Using leverage, you can get that amount just by clicking your mouse. It's exactly like a loan, but much better: from the broker itself. You will be able to invest much more money than you actually have on the the broker wallet. Before trading, you will see the leverage options as in the screenshot:
With other assets, the leverage you can choose is higher. This is because leverage is most common in short-term operations or day trading, and cryptocurrencies tend to be a medium or long-term investment. Let's talk a bit more about how leverage works.
You start with $ 1,000 and decide to use leverage x2, then you would have $ 2,000 to invest (the extra $ 1,000 to reach $ 2,000 are “borrowed” from your broker).
A week after that, turns out that Polkadot rises up by 20% and now your investment costs 2,400. So, a wise decision is to sell them back now.
You will have to give back the $ 1,000 of leverage and the net profit would be $ 400 (since the other $ 1,000 was your initial investment).
In conclusion, by investing $ 1000 you can make a profit of 40% (in the case you earn $ 400). That is pretty decent.
But not everything is wonderful. If all goes as you intended and the price rises, you will make profits. Nevertheless, if the price falls, you will also lose more money in the blink of an eye.
Let's say that the asset didn't increase by 20%, but it decreased also by 20%, you won't lose $ 20 but $ 40, because of the leverage. For that reason, the concepts of Take Profit and Stop Loss are fundamental when using leverage.

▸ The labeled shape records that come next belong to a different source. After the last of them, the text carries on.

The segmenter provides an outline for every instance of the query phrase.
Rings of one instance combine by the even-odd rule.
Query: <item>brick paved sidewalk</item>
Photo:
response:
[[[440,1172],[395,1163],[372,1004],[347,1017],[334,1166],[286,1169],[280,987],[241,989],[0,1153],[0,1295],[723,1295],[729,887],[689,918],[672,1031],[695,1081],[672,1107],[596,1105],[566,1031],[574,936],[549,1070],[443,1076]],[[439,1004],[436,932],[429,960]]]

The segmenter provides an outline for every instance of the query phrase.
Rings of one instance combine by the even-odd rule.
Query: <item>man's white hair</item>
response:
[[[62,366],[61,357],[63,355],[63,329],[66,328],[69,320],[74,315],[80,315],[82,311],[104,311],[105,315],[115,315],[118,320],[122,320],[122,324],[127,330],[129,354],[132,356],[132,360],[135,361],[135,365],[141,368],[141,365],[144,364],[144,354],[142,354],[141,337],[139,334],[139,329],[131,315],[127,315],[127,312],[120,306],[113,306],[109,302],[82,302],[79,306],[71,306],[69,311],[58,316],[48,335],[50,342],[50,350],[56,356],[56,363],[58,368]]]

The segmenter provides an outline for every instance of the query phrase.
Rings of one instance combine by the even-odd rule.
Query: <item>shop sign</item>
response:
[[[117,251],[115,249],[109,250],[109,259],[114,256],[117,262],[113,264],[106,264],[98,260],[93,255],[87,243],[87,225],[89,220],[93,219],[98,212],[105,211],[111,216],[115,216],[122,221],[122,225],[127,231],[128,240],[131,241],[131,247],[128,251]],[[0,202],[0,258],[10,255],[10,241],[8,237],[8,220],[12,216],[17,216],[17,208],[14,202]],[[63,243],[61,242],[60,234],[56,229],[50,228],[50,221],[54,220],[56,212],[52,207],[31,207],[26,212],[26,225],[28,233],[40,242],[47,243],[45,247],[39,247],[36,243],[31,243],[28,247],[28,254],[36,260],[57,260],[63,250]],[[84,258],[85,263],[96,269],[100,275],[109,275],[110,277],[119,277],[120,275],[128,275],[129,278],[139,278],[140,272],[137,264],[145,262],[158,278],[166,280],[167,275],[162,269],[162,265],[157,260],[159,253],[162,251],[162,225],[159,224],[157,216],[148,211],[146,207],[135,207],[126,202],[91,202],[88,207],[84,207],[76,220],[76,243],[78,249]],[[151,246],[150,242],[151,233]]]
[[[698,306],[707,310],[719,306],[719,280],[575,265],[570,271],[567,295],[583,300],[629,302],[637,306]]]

Take Profit is a trading limit you can set for your assets: you ask the platform to sell them once they get to a point above the entry price. For instance, you can buy Polkadot at $ 100 and request that your position is closed automatically when it reaches $ 120. It is very helpful to avoid being blinded by greed: we would all accept a 20% profit when investing, but when you reach that 20% it is easy to ask yourself “what if this keeps going up and I can earn even more?”. It's like you made sure now of not acting recklessly in the future.
On the other hand, when using leverage you should always use Stop Loss, because a small decrease in the price of an asset can lead to a substantial loss. Consider that your broker will recommend a limit for Stop Loss, but it is better to place it closer to current price than the platform suggests.